I used Vagrant with Debian 11 image + PyInfra (Ansible in Python
lol) to set up my initial Setup, set it to 1GB and it was based on the box from https://learn.hashicorp.com/tutorials/nomad/get-started- install?in=nomad/get-started mainly the Nomad script.
Consumption was below 300MB (maybe it could be less without any job), I was testing it with Redis and very little on the CPU, some quick notes about Nomad:
I found the idea of the nomad plan and seeing the changes very cool, very easy to rollback, very interesting the UI for monitoring and seeing resource consumption as a whole and I found it easy to play with the CLI in Nomad very simple and with very interesting tips to the run nomad only.
The Docker Swarm is also very light, since it is native to Docker, I’m not sure how many MB it consumes, but it must be less than 100MB.
I really liked Portainer.io, excellent to see all Swarm resources, remove Container, Volume and etc, I even recommend to Nomad team to check to add some resources in Nomad UI, now in Monitoring part to see consumptions a Nomad’s UI is much superior, in terms of management, Portainer I found it more complete because it’s its main focus.
It consumed about 17-25MB the Agent and around that in the GUI, now running again it gave a little more, but we can say that overall the Portainer is between 50-100MB, very good for its resources, it would be nice to have something like that for Nomad would make it much easier to use, it’s a pity that Portainer only supports Docker Swarm and Kubernates, Nomad sometimes I think it’s kind of forgotten, because unfortunately many focus too much on Kubernates, when in fact it’s a burden heavy and should be used more for large clusters of big companies, Nomad should be the most used and adopted
.
Finally I wanted to check out Kubernates, I get lost just seeing its documentation, but it is the most used and has a rich ecosystem around it, even in an attempt to reduce its complexity.
I installed Kubernates by Digital Ocean with a minimum machine of 10 dollars with 2GB and 1CPU, the same without putting any extra Pod or new container gave absurd 660MB of consumption even minutes after provisioning and the Cloud had 6GB of use and CPU consumption at 3-4% and 7 Pods running natively.
I thought the consumption was very high, it was about 33% of 2GB, if it were on a 1GB machine there would barely be any RAM left, maybe that’s why Digital Ocean won’t let you choose a 1GB one.
The Dashboard thought it was very bad in the monitoring part, I couldn’t even see the consumption of resources, it seems more focused on configuring and seeing some details, it already showed its complexity and Digital Ocean has nothing special to manage, it only shows consumption and nothing else basically, I expected more from a managed service, by the way they only serve to facilitate updates and other details.

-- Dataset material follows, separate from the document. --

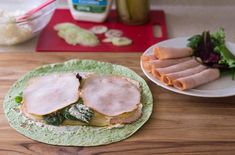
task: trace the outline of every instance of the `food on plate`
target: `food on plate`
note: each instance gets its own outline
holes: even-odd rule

A detail that I noticed, managed Kubernates usually don’t use the most current stable versions of Kubernates, they seem to be a few months late, I imagine it’s to validate and test well, but it’s annoying for those who want the latest features.
In the end the most simple and straightforward I found Docker Swarm, then Nomad and Kubernates I tried to use something, but it seems the most complex and the one that consumes more RAM and easy CPU.
Something I loved about Docker Swarm is the docker stack, it was very easy to install several stacks via docker-compose files, I also thought the idea of stack → services → tasks (container) was cool, very simple to understand.
Nomad I think for its mass adoption, it would need some system like Portainer.io or more features of Nomad’s native UI for its management and containers and it would also be great if it had something like the dokcer stack that uses docker compose files , even compose could even be an industry standard, as it is super easy to use an image, inform the services, volume and other settings and as many already use Docker, it makes the next step for orchestration much easier.
It would be nice something like, in Kubernates there’s Kompose, but I don’t think that for small or small companies it’s worth using Kubernates, even the managed one still has a lot of work from what I’ve seen, being apparently easier Nomad or Docker Swarm and Nomad has a huge advantage among all that is not just for Container and also has an excellent task scheduler from what I saw.
I wrote a lot, I hope it helps a colleague who is also in doubt and for the Hashicorp team some of the tips I gave after a short test time, remembering that I just ran fast, a few minutes and played with the Nomad initial guide, without a deep analysis with multiple containers and clouds, I only tested with a single virtual machine using Vagrant with Virtualbox.